Ia menjalani tahun pertamanya di Poso dengan kesederhanaan. Ia tinggal bersama para pembuat dan penjual roti. Karena itulah, ia ikut belajar membuat roti. Setelah berkeluarga, ia dan istrinya, Nopi Pahriawani, membuka usaha pembuatan roti untuk menambah penghasilan.
”Jadi guru itu gajinya masih kecil, tapi banyak waktu luang yang bisa kita gunakan. Saya ingat pesan bapak, lebih baik punggung hitam terbakar matahari (karena kerja) daripada perut melilit kelaparan,” katanya.
Setiap pagi, sebelum menuju sekolah, Jiji mengantar roti buatan istrinya ke beberapa toko atau pelanggannya. Dari usaha roti ditambah gaji sebagai guru, mereka bisa hidup lebih layak, membangun rumah, bahkan membeli mobil. ”Di rantau, hidup kami sudah cukup baik, kami betah,” kenang Jiji.
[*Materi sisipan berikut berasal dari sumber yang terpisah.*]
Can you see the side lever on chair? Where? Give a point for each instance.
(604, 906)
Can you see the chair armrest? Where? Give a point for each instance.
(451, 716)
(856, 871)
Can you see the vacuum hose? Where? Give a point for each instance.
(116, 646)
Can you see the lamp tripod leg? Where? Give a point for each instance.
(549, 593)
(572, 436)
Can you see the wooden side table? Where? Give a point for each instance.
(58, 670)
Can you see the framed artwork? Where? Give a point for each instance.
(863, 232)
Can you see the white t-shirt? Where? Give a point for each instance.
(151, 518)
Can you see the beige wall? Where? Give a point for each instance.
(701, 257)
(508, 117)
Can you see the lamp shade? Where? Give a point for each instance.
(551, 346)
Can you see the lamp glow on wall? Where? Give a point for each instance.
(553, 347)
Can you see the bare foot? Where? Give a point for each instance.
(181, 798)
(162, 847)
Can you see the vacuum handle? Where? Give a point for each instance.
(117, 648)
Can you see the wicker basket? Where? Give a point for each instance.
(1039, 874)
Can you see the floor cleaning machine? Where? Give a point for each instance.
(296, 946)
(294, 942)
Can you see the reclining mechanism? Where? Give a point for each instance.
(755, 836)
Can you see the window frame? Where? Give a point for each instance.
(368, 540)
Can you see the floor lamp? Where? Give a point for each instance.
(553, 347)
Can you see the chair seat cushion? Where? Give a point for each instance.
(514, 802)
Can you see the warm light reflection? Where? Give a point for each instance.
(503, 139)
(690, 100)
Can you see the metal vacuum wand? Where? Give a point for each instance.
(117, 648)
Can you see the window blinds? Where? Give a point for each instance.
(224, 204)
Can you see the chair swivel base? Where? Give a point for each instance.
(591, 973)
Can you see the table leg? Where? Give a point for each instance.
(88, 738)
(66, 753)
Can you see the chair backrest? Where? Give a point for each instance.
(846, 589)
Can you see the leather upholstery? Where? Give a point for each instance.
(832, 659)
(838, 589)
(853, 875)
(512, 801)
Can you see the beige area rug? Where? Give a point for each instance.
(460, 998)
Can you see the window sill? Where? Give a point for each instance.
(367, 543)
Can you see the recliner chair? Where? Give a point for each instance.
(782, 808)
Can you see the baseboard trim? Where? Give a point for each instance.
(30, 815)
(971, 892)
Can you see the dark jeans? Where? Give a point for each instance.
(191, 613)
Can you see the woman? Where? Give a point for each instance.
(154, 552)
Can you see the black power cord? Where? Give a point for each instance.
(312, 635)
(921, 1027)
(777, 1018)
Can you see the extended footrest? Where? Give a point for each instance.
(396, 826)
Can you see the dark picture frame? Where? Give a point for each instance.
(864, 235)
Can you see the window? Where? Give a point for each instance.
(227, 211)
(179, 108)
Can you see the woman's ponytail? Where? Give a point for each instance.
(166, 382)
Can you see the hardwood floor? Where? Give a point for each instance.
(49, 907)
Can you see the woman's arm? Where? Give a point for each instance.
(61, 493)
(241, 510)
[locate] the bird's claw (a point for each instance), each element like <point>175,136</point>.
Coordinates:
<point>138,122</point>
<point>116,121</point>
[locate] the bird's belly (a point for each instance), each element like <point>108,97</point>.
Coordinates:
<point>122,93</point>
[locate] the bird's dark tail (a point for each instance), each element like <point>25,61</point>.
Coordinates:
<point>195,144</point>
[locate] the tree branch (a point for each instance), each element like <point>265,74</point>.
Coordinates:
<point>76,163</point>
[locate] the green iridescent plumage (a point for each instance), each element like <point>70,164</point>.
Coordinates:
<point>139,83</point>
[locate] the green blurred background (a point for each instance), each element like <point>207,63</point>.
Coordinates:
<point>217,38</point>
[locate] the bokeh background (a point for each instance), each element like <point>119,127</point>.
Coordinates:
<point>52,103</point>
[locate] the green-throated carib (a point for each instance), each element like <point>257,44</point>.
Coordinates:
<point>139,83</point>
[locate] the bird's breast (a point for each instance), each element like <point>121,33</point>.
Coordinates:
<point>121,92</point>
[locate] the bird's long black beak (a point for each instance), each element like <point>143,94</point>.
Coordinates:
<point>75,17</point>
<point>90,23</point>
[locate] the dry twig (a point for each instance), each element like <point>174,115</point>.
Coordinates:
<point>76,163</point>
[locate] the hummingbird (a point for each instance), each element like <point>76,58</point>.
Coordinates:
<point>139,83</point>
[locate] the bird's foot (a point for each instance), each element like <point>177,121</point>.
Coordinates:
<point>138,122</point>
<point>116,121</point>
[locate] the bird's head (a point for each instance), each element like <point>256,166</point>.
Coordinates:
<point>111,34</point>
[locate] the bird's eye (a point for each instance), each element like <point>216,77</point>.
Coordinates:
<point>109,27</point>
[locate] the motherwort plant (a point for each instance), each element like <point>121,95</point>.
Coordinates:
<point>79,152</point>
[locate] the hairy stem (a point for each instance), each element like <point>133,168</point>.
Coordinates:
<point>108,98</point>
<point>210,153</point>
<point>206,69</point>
Namun, kehidupan mereka tiba-tiba porak-poranda ketika pecah konflik Poso mulai akhir 1998 dan memuncak tahun 2000-an. Ia menceritakan, situasi akibat konflik horizontal di Poso itu sangat panas. Hanya lantaran berbeda agama, orang baku bunuh.
Dalam situasi kacau, Jiji dan keluarga memutuskan lari dari Poso. Saat itu, untuk keluar dari Poso bukan perkara mudah. Ia dan dua anaknya yang masih kecil mesti berjalan kaki menyusuri rute Jiji saat mengantar roti. Pertimbangannya, masyarakat di jalur itu sudah mengenalnya dan cinta damai. Meski sebagian berbeda agama, mereka melindungi dan menyelamatkan Jiji sekeluarga.
”Kalau saat itu saya tidak berani mengambil keputusan untuk keluar dan melalui jalan tersebut, saya sekeluarga kemungkinkan sudah mati saat pemukiman kami diserbu,” lanjut Jiji.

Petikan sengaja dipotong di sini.